Kitchen scraps: for the Garden A good breakfast for us may be eggs, orange juice, a banana, and a hot cup of coffee or tea. Believe it or not, this is also a good meal for your plants. It will not only help them grow stronger, but discourages pests. The same nutrients that make these foods healthful for humans make them beneficial for plants: calcium, potassium, and nitrogen, assorted vitamins and minerals, with bits of protein.
While all of these items can be used as compost material, there are easier, and more immediate, uses in your garden or houseplants.
By Ellen Rubin
Kitchen Scraps to Feed Your Plants
Banana peels are rich in potassium (also known as potash). Plants need potassium to improve the rigidity of their stems, process existing water supplies, enhance fruit and vegetable production, and increase their disease resistance. This is especially important during times of drought or to survive the winter. It is one of the three major nutrients plants receive from the soil or fertilizer (and the third number you see on fertilizer packages). Luckily, there are no negative effects if your plants overindulge on potassium. So…why buy fertilizer when you have leftover banana peel?

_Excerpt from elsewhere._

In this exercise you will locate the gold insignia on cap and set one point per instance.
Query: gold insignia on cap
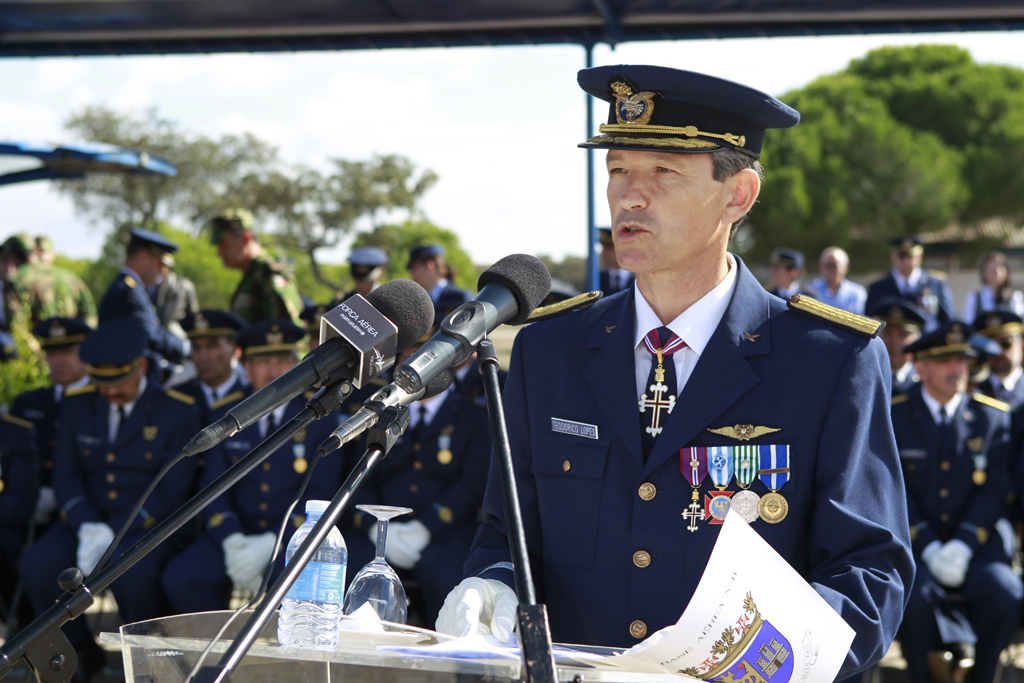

There are several way to use them:
- Dice or shred the peel, let it dry out, then scatter it on top of the soil. It will eventually rot and the nutrients will soak into the soil.
- Bury small pieces of peels 1-2” deep in your garden. This will not only add nutrients, but also repel aphids and ants. They don’t like the smell.
- The entire peel can be buried more deeply near the plant’s roots. Unfortunately, this has the potential of attracting animals who might want to dig it up.
- A banana tea can be made by soaking a fresh peel in water for a day or two, then use it to water your plants. This gives them a quick boost of potassium.
- You can make a yellow-jacket trap by adding a banana peel to water, sugar, and apple cider vinegar.
Eggshells are a great source of nutrients because they are rich in calcium. In fact, 95-98% of the shell is made of calcium carbonate. The remainder is magnesium, potassium, iron, phosphorus, protein, and trace amounts of manganese.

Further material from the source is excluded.